Bartek y Magda, que de camino a Medyka hablan con gran pena de tres pequeñas hermanas congoleñas a las que se busca refugio, dicen no entender que “los medios de Varsovia” digan que en Galitzia, feudo conservador, son racistas: “Lo que no queremos es que entren criminales”, dice Bartek, que se declara políticamente independiente. Magda muestra un vídeo en el teléfono en el que se ve a un hombre entrando en una tienda, cubierto con una manta, medio tambaleándose, y tiene un altercado con el dependiente, que lo reduce fácilmente. “Entró con un cuchillo, y hubo otros que robaron los bolsos a las mujeres”, afirma. Bartek se teme que “marroquíes” hayan aprovechado la guerra rusa para colarse en Polonia.

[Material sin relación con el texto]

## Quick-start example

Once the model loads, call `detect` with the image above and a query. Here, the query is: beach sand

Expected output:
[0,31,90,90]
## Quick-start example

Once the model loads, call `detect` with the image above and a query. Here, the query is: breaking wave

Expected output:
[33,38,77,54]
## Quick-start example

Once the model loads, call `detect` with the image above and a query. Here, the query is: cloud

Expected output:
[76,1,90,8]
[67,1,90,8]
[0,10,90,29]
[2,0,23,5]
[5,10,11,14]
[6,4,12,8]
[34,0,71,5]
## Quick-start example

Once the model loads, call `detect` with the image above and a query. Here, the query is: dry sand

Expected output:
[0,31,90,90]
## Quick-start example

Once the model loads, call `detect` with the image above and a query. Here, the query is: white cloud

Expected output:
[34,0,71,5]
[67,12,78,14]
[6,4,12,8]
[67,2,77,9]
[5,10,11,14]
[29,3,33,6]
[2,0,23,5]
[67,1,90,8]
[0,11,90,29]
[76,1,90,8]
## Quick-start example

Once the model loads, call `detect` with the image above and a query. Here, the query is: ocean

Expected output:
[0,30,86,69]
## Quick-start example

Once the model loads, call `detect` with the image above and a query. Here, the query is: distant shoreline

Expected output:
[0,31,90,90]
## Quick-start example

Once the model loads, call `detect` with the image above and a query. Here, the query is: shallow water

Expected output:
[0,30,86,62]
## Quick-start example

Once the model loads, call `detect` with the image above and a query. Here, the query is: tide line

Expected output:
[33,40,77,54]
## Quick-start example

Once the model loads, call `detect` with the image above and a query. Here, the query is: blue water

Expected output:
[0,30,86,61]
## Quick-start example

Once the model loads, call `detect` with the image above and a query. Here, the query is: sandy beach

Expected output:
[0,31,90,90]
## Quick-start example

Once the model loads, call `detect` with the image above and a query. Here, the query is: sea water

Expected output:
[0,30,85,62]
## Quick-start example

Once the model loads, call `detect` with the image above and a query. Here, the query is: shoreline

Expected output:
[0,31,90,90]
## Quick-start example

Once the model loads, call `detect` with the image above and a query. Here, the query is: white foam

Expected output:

Las disquisiciones se desvanecen en el cruce de Medyka, donde Bartek y Magda reparten paquetes, sirven comida y se emocionan con los relatos de quienes entran y tienen ganas de charlar. Como el de una mujer que se acerca al caldero de sopa tiritando. Ha venido desde Jarkov, muy golpeada por el ataque ruso. Se sacude el frío, se hace entender con Magda, con quien parece bromear, pero en cuanto se pone a contar su historia recuerda que su marido ha muerto y, tras unos segundos, se aleja para que no la vean llorar. Magda pone cara de circunstancias, las pestañas pintadas se le han humedecido y le han dejado marca en las ojeras. Se acerca también Victoria, que viene con su hija de Vasilikov, a 30 kilómetros de Kiev y la primera ciudad en ser bombardeada. Tiene amigos en Alicante, y allá se dirige, porque en Kiev ya no se podía estar, durmiendo en el metro, con la niña acostumbrándose a pisotear ratas. Mientras cuenta esto, otro autobús se ha llenado y emprende el camino de vuelta. La secuencia vuelve a comenzar, y así continuará toda la noche.